There are, however, easy ways to lower this risk, like buying top-quality beef from a reputable butcher and letting them know that you’re specifically using it to make carpaccio. They’ll make sure you’re getting the freshest beef possible.
Lastly, eat the beef on the same day as you buy it and keep it refrigerated as long as possible. This is not a dish to save for leftovers!
The most important ingredient is the beef of course! Start with a lean cut of beef, like beef tenderloin, sirloin, or top round. Keep it in the fridge or freezer right until it’s time to slice and serve.
The rest of the ingredients, including pickled shallots and Italian toppings, complement the flavor of the beef rather than overwhelm it. Here’s what you need:
- White wine vinegar
- Sea salt
- Extra virgin olive oil
- Parmesan cheese
- Lemon wedges
How to make beef carpaccio
Before you start, put your serving platter in the fridge so it’s chilled for serving. Slice the shallots and place them in a bowl of warm water to tone down their tart flavor. Drain, then place in a bowl with the vinegar and salt. Set them aside to pickle.
Cut the beef into 4 rounds and place each one in between two layers of parchment or plastic. Pound each piece with a mallet until they’re flat and thin.
Tip: Instead of pounding the beef flat, use a serrated knife to slice very thin pieces. Place the beef in the freezer 2 hours ahead of time so it’s easier to slice.
Place the flattened beef (still between parchment/plastic) back in the fridge until chilled (you can do this 5 minutes or several hours before serving).
To serve, remove the top layer of parchment/plastic and flip the meat onto the chilled platter. Discard the plastic and move the meat around in a circle or overlapping each other.
Top the sliced beef with the pickled shallots, capers, arugula, and chives. Add a sprinkle of salt, then a generous drizzle of olive oil. Finish with the grated parmesan and place more cheese and lemon wedges on the side. Serve immediately and enjoy!
You can either serve beef carpaccio on its own or with crusty slices of crostini, ciabatta, focaccia, or a baguette. Pair it with an Aperol Spritz or light red wine for the perfect appetizer!
To make it an Italian feast, follow it up with Creamy Tuscan Chicken, Penne Alla Vodka, and Radicchio Salad for dinner.
More garnish ideas
You can think of this carpaccio recipe as a blank canvas. Mix and match the garnishes based on what’s in season or what you’re craving. Just remember: you want them to compliment the savory flavor of the meat, not hide or overwhelm it.
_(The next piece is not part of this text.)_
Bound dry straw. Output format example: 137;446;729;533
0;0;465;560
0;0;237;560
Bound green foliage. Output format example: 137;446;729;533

Feel free to swap any of the toppings with these suggestions instead:
- Pickled red onions
- Egg yolks
- Gremolata sauce
- Gorgonzola cheese
- Balsamic vinegar
- Lemon juice*
*Only season the beef with lemon juice right before serving. Any earlier and the acid will cook the meat.
Frequently asked questions
Beef tenderloin or top round are two of my favorite cuts of beef for carpaccio because they’re lean and mildly flavored. For a stronger flavor, use a fatty and tender cut, like sirloin, filet mignon, or ribeye.
Yes. Assemble the sliced meat on the plate a few hours before serving and cover a layer of plastic over top. Keep it in the fridge, then add the toppings and dressing right before serving.
I don’t recommend saving or eating the leftover carpaccio later on. For food safety purposes, it’s best to eat the beef on the day you buy it.
Looking for more Italian appetizers?
If you try this Beef Carpaccio Recipe let me know what you think! Rate and review this recipe in the comments below. Don’t forget to take a picture and tag me on Instagram @lenaskitchenblog!
Beef Carpaccio Recipe
- 1 peeler
- 1 small shallot thinly sliced
- 2 tablespoons white wine vinegar
- 1 teaspoon flaky sea salt divided
- 6 ounces lean beef like beef tenderloin or top round
- 2 tablespoons capers drained
- ½ cup arugula leaves
- 1 ½ tablespoons chives finely chopped
- 1 ½ tablespoons extra-virgin olive oil for drizzling
- 1 ounce Parmesan cheese shaved, for garnish
- 2 lemon wedges for serving
- Place a serving platter or 4 separate plates into the refrigerator to chill for serving.
- Peel the shallot, cut it in half and then slice with a sharp knife into thin slices. Place into a small bowl. Rinse in warm water, then drain and add white wine vinegar and ¼ teasppon of salt. Toss and let marinate for at least 10 minutes.
- Cut beef into four 1½-ounce slice rounds or about ½ inch thickness. Trim away any fat or gristle. Put each slice between 2 layers of heavy-duty plastic wrap or parchment. Gently pound beef flat with the flat side of a meat mallet to a thickness of about 1/16 inch and a diameter of about 6 inches. Refrigerate flattened slices for 5 minutes, until chilled (do not remove plastic). Tip: You can prepare up to this point several hours ahead. Just keep the meat refrigerated until ready to serve.
- To serve, peel top layer of plastic from each slice. Invert each slice onto a chilled platter. Peel away remaining plastic. You can slightly overlap them on the platter or serve on individual plates.
- Top each slice with pickled shallots, capers, arugula, and chives. Season each portion with salt and drizzle generously with olive oil. With a vegetable peeler, shave Parmesan into curls. Garnish with Parmesan and lemon wedges and serve immediately. Serve with bread or on its own.